All code page architectures are created equal

by Michael S. Kaplan, published on 2005/07/26 09:30 -04:00, original URI: http://blogs.msdn.com/b/michkap/archive/2005/07/26/443375.aspx


Yes, I said it -- all code page architectures are created equal. But in the most Orwellian sense, some are more equal than others....

First I will digress into a favorite Odgen Nash poem of mine, which is very short. I pretty much memorized it:

Let's talk about eggs:
Eggs have no legs.
Let's talk about chikens:
Chickens do have legs.
The plot thickens --
eggs come from chickens!
But they have no legs under 'em
What a conundrum!

Why this poem popped into my head may become apparent shortly. If not then it is still a nice poem (Ogden Nash at his finest!).

Anyway....

If you look at the official, sanctioned encoding architectures owned by the GIFT team, there are three of them:

(there is a fourth model for Kernel mode and the Rtl* functions that can be used in both kernel and user mode, but I will cover that another day -- for my purposes here just consider it for now like Win32 but more limited!)
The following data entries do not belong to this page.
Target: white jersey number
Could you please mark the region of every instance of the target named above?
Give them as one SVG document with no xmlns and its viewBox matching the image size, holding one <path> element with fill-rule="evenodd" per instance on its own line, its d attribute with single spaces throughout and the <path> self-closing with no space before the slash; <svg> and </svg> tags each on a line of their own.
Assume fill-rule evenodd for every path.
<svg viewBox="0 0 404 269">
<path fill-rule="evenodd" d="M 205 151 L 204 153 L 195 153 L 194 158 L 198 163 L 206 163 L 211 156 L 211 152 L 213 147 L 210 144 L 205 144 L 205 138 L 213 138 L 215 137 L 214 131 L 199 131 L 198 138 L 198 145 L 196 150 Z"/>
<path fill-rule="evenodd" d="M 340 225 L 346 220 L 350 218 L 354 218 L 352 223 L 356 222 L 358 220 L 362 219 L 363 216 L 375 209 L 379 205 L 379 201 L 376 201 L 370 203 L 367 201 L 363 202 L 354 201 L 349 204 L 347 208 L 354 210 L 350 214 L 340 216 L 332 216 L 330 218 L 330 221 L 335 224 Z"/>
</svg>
If these were three entirely separate models, it all might be easier. However:

Talk about conundrums -- these three models are so interrelated even though there are so many times that their behavior differs that I doubt anyone will ever be able to sort out the behavioral differences.

It represents complex pieces of code in three code bases written across nine versions of Windows, three versions of IE, and three version of the BCL, using unmanged, managed, and COM based code. It is very hard to figure out what is a bug to fix, what is a bug we are stuck with for backcompat reaons, what is an intentional feature that only looks like a bug because the behavior was not documented well enough. You can get a headache trying to figure it out sometimes (and many have!).

So what does it all mean?

Well, as Shawn Steele, the owner of the bulk of this complex set of code bases likes to say, people ought to just be using Unicode. And Shawn is spot on here -- the more complex the code page work you do, the more likely you are to run into problems with the use.

Now I do not include UTF-8 (or even UTF-32 in the .NET Framework) with the rest of those code pages, since it is a Unicode encoding form and all, but just about everything else ought to be a "use if you have to convert something, but then once it is converted stop using!" model.

Bue please just try to use Unicode, like the opersting system and the .NET Framework prefer, and were basically designed for....

 

This post brought to you by "" (U+0ce1, a.k.a. KANNADA LETTER VOCALIC LL)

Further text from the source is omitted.